К романтическим формам Пушкин относил те, которые не были известны древним, и те, в которых «прежние формы изменились или заменены другими» (XI, 37). Романтическая школа, проповедовал он, есть отсутствие всяких правил, но не искусства (см.: XI, 39). «Единый план „Ада“ есть уже плод высокого гения» (XI, 41), и «какое бы направление ни избрал гений, он всегда остается гением» (XI, 63) [227] .
Разграничение европейской культуры по принципу, раскритикованному Пушкиным, было предпринято H. A. Полевым.
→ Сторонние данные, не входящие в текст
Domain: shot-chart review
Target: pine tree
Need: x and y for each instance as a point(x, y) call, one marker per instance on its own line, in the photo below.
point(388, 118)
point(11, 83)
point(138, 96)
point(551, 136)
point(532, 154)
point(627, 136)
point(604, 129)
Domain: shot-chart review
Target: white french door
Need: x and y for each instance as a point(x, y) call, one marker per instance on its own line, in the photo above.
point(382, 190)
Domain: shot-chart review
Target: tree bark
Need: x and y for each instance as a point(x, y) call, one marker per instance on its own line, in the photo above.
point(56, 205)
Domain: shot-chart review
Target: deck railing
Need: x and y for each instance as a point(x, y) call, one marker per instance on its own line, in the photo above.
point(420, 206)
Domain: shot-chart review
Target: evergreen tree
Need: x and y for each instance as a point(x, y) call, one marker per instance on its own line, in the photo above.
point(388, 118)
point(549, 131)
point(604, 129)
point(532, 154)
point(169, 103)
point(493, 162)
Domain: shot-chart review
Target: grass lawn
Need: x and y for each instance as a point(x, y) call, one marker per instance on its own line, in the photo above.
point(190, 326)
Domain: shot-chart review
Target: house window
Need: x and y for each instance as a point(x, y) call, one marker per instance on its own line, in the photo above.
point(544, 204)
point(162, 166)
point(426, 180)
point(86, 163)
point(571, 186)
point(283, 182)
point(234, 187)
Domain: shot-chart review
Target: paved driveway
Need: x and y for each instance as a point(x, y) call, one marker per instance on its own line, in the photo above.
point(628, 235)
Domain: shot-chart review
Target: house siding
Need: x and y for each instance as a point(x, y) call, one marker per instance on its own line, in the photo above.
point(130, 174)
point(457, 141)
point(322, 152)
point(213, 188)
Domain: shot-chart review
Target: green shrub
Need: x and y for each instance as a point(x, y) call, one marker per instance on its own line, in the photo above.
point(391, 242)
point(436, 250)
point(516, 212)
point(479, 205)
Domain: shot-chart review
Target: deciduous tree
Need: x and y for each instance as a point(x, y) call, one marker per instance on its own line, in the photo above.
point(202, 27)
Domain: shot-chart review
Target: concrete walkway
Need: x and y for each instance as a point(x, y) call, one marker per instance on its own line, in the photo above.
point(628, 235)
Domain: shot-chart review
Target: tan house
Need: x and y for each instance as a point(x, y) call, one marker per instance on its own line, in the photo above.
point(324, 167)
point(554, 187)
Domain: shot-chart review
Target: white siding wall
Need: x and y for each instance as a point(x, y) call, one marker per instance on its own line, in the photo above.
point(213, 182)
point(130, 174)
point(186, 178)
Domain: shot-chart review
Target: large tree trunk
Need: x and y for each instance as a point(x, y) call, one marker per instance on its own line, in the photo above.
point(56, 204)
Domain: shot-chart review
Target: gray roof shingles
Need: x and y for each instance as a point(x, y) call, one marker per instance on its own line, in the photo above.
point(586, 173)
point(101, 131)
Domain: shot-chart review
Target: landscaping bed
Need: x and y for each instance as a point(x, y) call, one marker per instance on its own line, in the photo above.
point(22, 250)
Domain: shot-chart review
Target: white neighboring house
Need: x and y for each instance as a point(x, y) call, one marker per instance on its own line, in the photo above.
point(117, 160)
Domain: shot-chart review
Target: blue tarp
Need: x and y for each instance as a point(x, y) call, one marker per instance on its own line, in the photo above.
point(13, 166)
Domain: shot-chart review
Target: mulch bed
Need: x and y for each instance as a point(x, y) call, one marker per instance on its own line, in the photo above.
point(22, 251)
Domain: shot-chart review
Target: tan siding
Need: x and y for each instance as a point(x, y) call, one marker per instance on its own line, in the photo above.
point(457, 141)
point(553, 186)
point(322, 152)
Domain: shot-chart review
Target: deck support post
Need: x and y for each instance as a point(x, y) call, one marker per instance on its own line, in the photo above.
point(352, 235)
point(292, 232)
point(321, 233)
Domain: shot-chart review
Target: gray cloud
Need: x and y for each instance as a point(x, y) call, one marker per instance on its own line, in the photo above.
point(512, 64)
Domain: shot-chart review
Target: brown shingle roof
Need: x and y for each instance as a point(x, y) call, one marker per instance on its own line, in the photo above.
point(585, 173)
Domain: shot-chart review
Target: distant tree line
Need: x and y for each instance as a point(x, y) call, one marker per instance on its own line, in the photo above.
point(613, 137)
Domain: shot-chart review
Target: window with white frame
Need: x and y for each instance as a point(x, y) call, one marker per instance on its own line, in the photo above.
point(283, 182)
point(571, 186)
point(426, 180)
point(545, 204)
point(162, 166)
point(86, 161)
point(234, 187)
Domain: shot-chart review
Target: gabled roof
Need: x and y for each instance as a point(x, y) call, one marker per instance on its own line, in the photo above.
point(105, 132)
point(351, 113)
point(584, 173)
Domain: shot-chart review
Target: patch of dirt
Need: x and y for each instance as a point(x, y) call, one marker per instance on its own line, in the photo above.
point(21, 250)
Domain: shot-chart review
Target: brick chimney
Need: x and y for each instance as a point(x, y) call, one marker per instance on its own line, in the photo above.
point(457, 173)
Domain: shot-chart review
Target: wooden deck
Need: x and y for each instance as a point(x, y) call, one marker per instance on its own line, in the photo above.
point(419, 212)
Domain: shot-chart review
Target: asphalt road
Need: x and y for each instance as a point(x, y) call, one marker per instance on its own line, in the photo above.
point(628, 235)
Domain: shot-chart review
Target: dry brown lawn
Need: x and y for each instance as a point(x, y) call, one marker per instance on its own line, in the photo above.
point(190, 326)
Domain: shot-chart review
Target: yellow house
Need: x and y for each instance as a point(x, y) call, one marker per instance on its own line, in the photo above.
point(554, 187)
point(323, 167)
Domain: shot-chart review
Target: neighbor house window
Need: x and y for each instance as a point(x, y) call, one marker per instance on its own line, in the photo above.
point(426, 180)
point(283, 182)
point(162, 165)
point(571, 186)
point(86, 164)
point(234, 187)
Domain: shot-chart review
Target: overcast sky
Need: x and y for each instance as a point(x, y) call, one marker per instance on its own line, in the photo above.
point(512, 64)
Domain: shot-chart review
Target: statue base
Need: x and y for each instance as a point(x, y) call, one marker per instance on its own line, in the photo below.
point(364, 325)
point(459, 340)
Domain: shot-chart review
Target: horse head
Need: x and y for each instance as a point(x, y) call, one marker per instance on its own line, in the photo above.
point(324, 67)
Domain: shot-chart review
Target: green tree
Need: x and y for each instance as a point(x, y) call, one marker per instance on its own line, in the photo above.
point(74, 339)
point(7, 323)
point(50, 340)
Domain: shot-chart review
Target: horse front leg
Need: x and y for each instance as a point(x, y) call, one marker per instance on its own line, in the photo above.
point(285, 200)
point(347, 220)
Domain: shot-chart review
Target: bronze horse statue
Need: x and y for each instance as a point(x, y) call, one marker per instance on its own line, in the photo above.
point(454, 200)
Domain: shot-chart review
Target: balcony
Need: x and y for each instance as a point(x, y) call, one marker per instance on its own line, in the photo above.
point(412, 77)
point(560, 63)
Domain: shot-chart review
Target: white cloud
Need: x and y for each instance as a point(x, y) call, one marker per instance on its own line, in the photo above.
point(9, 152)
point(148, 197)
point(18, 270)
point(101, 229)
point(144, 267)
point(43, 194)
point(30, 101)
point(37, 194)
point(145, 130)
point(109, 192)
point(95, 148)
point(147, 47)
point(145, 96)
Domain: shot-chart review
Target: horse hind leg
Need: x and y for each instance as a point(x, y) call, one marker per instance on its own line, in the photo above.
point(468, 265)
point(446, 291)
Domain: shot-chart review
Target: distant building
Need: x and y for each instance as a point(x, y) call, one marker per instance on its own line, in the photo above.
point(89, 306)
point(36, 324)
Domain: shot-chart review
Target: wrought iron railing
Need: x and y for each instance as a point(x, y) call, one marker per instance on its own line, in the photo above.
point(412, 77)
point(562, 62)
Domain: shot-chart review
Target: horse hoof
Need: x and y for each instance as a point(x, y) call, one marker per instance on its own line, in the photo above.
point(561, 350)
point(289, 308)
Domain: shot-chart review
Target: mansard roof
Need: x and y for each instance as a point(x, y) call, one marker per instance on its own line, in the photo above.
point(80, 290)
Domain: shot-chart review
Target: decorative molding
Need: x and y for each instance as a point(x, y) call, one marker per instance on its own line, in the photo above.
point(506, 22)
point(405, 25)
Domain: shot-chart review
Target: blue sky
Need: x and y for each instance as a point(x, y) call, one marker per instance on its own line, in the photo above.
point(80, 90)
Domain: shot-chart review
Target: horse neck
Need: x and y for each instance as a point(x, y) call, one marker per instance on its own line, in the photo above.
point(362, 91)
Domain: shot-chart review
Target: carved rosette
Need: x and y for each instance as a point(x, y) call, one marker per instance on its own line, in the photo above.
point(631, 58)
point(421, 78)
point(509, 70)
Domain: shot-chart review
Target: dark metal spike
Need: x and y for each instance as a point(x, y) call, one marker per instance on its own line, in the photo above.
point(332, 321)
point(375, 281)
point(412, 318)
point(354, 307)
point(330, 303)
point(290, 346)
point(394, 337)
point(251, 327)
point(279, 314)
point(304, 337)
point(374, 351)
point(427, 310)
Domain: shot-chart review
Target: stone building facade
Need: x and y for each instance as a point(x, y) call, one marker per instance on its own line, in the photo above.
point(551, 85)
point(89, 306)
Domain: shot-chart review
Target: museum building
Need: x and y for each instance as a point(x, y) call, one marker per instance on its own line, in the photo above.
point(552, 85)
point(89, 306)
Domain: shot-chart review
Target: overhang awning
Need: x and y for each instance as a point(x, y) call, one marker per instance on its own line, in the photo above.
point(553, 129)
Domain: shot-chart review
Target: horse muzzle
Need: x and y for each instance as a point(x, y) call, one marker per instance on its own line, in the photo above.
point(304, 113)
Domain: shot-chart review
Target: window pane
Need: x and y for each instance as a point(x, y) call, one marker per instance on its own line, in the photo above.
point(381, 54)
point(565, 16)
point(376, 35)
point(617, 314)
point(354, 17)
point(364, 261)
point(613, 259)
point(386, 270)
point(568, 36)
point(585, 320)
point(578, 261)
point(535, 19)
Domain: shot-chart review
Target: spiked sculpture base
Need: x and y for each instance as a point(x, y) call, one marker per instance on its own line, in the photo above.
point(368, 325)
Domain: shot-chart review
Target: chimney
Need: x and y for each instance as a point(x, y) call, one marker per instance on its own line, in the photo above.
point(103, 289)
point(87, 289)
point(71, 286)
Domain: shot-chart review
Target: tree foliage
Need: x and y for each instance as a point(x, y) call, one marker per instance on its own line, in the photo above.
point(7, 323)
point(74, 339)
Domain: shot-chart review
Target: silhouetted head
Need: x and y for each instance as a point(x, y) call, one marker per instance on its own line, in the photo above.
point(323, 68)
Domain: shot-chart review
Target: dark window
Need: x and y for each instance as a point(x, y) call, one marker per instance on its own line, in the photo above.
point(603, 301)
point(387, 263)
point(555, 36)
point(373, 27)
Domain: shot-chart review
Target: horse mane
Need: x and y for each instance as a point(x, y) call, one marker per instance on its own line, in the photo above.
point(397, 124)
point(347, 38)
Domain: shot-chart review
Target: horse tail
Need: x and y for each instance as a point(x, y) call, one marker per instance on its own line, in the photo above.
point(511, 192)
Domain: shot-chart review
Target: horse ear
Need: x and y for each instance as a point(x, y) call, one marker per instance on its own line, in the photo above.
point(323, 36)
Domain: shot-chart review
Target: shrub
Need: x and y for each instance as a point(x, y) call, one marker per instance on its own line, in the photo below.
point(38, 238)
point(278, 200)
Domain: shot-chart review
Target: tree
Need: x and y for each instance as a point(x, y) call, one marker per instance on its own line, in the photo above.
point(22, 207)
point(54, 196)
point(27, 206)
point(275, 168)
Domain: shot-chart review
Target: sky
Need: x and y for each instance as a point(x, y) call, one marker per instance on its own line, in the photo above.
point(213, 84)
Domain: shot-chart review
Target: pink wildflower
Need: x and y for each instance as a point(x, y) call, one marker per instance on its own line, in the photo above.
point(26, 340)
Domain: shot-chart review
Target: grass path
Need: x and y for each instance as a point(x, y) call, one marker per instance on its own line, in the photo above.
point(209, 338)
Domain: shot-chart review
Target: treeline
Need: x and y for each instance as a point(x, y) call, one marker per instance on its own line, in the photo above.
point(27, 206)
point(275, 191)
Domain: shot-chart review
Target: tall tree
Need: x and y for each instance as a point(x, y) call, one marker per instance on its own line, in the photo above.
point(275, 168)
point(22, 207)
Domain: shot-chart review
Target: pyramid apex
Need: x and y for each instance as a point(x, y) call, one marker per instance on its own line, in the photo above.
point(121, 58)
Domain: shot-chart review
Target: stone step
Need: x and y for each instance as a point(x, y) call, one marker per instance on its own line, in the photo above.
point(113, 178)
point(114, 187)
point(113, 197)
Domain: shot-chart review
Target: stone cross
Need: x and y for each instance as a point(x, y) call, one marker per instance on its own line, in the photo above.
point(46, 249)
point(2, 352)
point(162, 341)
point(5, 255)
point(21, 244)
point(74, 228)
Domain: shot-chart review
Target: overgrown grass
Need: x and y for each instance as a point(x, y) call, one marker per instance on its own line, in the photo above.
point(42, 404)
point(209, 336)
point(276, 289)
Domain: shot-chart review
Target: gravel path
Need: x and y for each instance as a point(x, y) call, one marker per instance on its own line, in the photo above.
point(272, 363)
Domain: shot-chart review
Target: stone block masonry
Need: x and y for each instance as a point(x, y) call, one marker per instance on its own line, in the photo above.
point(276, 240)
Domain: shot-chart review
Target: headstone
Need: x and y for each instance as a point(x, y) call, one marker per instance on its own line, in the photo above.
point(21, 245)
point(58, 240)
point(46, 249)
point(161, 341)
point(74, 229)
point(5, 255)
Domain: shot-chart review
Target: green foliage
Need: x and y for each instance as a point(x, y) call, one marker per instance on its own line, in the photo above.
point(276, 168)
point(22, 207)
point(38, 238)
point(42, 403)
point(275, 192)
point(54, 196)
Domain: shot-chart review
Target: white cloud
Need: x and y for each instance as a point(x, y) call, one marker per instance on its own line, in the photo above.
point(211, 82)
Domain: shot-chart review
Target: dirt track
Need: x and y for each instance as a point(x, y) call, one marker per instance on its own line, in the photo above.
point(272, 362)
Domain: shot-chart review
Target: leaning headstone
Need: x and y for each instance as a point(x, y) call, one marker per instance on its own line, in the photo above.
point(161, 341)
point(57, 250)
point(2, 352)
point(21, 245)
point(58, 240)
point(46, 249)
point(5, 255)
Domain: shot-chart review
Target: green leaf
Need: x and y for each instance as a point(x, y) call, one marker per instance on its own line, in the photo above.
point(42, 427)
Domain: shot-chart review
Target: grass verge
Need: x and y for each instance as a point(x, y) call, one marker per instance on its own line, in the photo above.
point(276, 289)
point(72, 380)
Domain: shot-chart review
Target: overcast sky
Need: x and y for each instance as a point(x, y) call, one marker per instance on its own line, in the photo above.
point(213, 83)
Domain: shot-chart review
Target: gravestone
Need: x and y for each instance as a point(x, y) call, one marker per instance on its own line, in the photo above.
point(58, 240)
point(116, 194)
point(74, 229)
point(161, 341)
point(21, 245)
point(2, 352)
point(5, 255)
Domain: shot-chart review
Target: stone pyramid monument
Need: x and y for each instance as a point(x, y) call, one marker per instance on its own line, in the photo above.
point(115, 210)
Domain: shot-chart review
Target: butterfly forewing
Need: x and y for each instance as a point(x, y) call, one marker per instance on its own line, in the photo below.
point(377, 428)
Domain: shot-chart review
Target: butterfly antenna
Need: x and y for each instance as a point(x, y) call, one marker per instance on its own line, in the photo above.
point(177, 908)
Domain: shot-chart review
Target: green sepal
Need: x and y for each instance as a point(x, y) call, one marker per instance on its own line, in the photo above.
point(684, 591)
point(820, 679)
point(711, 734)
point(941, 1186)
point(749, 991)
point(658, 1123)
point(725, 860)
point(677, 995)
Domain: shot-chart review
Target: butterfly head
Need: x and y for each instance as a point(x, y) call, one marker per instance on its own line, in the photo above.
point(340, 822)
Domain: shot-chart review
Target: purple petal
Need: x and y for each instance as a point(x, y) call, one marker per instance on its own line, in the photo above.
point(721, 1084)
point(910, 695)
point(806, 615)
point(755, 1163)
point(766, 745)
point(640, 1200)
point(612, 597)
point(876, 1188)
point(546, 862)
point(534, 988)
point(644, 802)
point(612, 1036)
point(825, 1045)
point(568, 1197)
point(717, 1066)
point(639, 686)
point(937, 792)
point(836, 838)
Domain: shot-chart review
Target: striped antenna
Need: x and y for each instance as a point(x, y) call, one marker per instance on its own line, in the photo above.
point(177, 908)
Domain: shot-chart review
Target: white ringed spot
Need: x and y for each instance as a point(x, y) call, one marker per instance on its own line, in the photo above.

В рецензии на «Полярную Звезду» он писал: «Кажется, что классицизму и романтизму суждено разделить Европу: латинской Европе суждено первое, германской и славянской – второе. У итальянцев (несмотря на Данте – единственное исключение из общего) едва ли овладеть романтизму литературою…» [228] Это заявление вызвало решительное возражение Пушкина. «В Италии, кроме Данте единственно, не было романтизма, – комментировал поэт сомнительное утверждение. – А он в Италии-то и возник. Что ж такое Ариост? а предшественники его… как можно писать так наобум?» (XIII, 184).
227
Здесь вспоминается спор о Данте, возникший в Италии во второй половине XVTII столетия: – «Божественная комедия» написана не по правилам. Она не похожа ни на какую другую!» – Отлично! – поддразнивал оппонентов Гаспаро Гоцци. – Пусть педанты размышляют о том, какая это поэма… Это поэма Данте!». – Цит. по: Реизов Б. Г. Итальянская литература XVTII века. Л.: Изд-воЛГУ, 1966. С. 131.
228
Московский Телеграф. 1825. № 8. С. 323.